German tells of kidnapping in Somalia

10 February 2004

NAIROBI – Despite spending 10 days in the wilds of Somalia in the hands of often jittery gunmen, United Nations security officer Rolf Helmrich was able on Tuesday to see the humorous side of his ordeal.

“It was funny in a way,” Helmrich told a news conference at a UN office in Nairobi two days after he was flown to freedom. The hostage takers, he said, “wanted me to be their commander.”

The captors seemed impressed with the military knowledge of the former lieutenant-colonel in the German Air Force. He identified one of their assault rifles as an East German-made AK-47 and could distinguish different types of rocket-propelled grenades in their arsenal.

The militia in turn showed him that the grenades have multiple uses. “I was sleeping on a mat and the corners kept blowing up in the wind, so they gave me grenades to weigh it down,” Helmrich said with a grin. “I was sleeping with two grenades on either side of my head.”

About a dozen armed militia abducted Helmrich in broad daylight on January 29 at a roadblock near the southern town of Jilib, disarming his two bodyguards “just like that.”

Helmrich, 60, spent his entire captivity in the open air, walking by his own estimation some 50 kilometres. “I never saw a house, I never saw a bed, I never saw a toilet in the 10 days,” he said.

Each day, his main meal consisted of a tin of tuna chunks in vegetable oil. “You will have to look for a proper recipe to make me eat tuna again, maybe fried with a little onion and garlic.”

Last weekend he was released into the hands of four members of the Juba Valley Alliance, a military grouping that is the closest thing to a local government in southwestern Somalia.

Yet the moment of his release was the most frightening for Helmrich. As he was led away, he heard three shots that made him fear for his life. But it turned out it was merely a sign for the drivers to fetch their passengers.

Somalia has been dangerous territory for UN and other aid workers throughout its 12 years of anarchic civil war.
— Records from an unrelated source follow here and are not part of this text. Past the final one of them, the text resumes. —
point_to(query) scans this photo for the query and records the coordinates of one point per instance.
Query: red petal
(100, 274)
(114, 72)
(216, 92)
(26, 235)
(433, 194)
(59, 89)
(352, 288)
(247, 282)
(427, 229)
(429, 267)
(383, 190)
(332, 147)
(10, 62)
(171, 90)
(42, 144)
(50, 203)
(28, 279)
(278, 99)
Abduction has become a favoured money-making tactic of rogue militia groups that roam the land.

UN policy is not to pay ransom and the UN did not pay for Helmrich’s freedom, humanitarian co-ordinator Maxwell Gaylard said Tuesday.

Yet ransom – rather than a political grudge against the UN – was in all likelihood the motivation, Helmrich acknowledged. “I was just the first white person to come through that checkpoint,” he said.

Gaylard said the UN has withdrawn its international staff from southwestern Somalia and is reassessing its operating policies in light of the abduction. “We will sit down with Rolf, look at our procedures and see whether we need to tighten them,” he told reporters.

Helmrich said he would like to return to Somalia. “I still think I can calculate the risks I am taking,” he said. “We in the UN have to do something so as to bring about a solution for that country.”